Creo en la idea de que un RP con estas
características evitaría situaciones conflictivas como lo son las adquisiciones
a non domino, dobles ventas, titulares registrales cuyo título ha sido
transmitido…
Nuestro Ordenamiento
Jurídico ya prevé una serie de supuestos en los que la inscripción es
obligatoria (aunque no parece existir unanimidad a la hora de clasificarlas
como tal). Las inscripciones obligatorias no deben de
confundirse con las constitutivas; éstas son las que exigen como requisito
indispensable para el nacimiento del derecho junto al acto jurídico (título y
modo), la inscripción; las obligatorias son aquellas en que la ley exige su
inscripción de manera coactiva, pero sin perjuicio del nacimiento del derecho
nacido fuera del RP. Así, como obligatorias
encontramos:
1.- Las corporaciones locales respecto de sus bienes inmuebles y derechos reales. (36.1 Reglamento de bienes de entidades locales).
2.-
Las fincas y derechos reales resultantes de la concentración parcelaria. (art.33
Ley sobre reforma y desarrollo agrario).
3.- La inscripción de montes catalogados (art. 18.3LM y 30 RH).
4.- Inmatriculación obligatoria prevista en el 312RH.

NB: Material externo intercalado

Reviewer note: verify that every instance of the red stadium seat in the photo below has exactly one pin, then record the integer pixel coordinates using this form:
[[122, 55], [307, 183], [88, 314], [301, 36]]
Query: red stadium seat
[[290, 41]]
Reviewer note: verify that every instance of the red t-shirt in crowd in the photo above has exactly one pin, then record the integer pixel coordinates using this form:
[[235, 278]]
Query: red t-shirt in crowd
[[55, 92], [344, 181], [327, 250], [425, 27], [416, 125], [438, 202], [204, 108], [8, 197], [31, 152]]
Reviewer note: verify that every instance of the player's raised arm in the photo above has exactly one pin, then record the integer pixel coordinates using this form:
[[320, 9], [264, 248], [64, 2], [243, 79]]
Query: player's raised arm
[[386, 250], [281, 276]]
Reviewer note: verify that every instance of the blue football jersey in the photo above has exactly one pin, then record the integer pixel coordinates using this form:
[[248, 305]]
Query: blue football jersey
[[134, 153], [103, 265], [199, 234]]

5.-Inscripción de actos resultantes de la reparcelación urbanística (Ley Hipotecaria sobre inscripción en el Registro de la Propiedad de actos de naturaleza urbanística).

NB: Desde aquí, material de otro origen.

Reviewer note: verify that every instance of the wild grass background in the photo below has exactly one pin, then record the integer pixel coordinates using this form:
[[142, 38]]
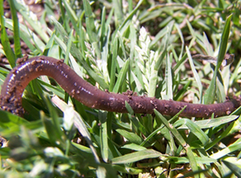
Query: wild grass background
[[142, 46]]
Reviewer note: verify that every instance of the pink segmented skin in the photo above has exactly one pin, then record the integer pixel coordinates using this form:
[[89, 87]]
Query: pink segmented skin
[[84, 92]]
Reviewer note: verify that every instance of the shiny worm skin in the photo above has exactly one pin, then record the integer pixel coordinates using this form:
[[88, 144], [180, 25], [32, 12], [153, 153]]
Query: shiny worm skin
[[84, 92]]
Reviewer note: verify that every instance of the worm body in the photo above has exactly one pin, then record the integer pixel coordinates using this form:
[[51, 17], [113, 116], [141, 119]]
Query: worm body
[[84, 92]]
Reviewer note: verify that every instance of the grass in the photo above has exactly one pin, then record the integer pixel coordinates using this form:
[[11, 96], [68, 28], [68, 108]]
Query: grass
[[141, 46]]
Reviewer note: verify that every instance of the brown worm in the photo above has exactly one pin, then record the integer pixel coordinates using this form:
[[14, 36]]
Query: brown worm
[[81, 90]]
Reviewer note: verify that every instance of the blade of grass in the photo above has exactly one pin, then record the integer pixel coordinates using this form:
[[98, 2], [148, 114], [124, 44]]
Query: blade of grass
[[210, 93], [16, 35], [180, 139], [136, 156]]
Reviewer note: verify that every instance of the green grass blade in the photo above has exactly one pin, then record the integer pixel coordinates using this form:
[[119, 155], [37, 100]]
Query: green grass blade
[[16, 35], [210, 93]]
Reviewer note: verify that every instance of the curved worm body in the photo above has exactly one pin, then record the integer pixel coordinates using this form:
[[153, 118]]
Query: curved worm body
[[29, 69]]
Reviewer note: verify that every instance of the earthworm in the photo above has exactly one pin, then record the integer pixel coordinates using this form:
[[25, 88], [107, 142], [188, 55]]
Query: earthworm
[[91, 96]]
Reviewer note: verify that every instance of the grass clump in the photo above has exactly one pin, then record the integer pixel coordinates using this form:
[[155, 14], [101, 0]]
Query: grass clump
[[145, 47]]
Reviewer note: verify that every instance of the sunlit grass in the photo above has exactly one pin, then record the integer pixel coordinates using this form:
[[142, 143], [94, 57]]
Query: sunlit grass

5.-Inscripción de actos resultantes de la reparcelación urbanística (Ley Hipotecaria sobre inscripción en el Registro de la Propiedad de actos de naturaleza urbanística).
1.- Hipoteca.
2.- Anotación preventiva embargo 43.3LH según Roca
Sastre.
3.- Derecho de superficie 40.2 LS RD2/2008 de 20
junio.
4.- Derecho de superficie sobre montes vecinales en
mano común 3.4 LMVMC.
En conclusión, la publicidad registral debería ser totalmente
acorde con la realidad extrarregistral no admitiendo, en ningún caso,
discrepancias entre ambas pues, si eso ocurre, sería posible pensar que el RP
no está cumpliendo su objeto de forma eficaz, manifestando en ocasiones
situaciones que podrían calificarse de “irreales”, al menos a efectos
prácticos. No obstante, es cierto que la LH y el RH contemplan herramientas a
lo largo de su articulado y con base en los principios registrales para
resolver los conflictos que surgen, en ocasiones, entre la apariencia registral
y la extrarregistral, es por ello que mi idea va dirigida a no tener que
recurrir a dichos instrumentos con la simple obligación de inscribir.

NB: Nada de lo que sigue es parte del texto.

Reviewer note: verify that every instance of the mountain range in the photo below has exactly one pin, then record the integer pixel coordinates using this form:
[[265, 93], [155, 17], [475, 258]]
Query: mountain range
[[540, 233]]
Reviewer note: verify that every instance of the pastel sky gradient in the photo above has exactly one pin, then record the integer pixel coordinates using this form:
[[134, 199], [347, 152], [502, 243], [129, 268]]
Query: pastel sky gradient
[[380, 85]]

En la actual Ley hipotecaria y su reglamento se
concede al RP la relevancia que merece la institución, pero es fácil apreciar
que el legislador no quiso dotar a ambos textos de una mayor fuerza coactiva
para lograr, en fin, una publicidad registral más eficiente y que cerrare las
puertas a posibles faltas de consonancia entre lo registral y lo extrarregistral.
Como consecuencia, puede calificarse la actual LH y su reglamento como de
tolerantes o permisivos.
Y el legislador,
siempre a mi juicio, ha desaprovechado la ocasión de dar solución a estas
incongruencias con el proyecto de reforma de Ley Hipotecaria publicado el 23 de
junio de 2014.
ALVARO GARRIDO AGUILAR.
Alumno de Derecho Inmobiliario Registral en la UMA.
Una buena defensa de la obligatoriedad de la inscripción. Pero siguiendo tu argumentación, ¿no resultaría más eficaz la exigencia de inscripción constitutiva? La transformación del sistema registral español sería entonces desde la base. Echo de menos algún apunte de la consecuencia de incumplir la obligación legal de inscribir, ¿al titular del derecho?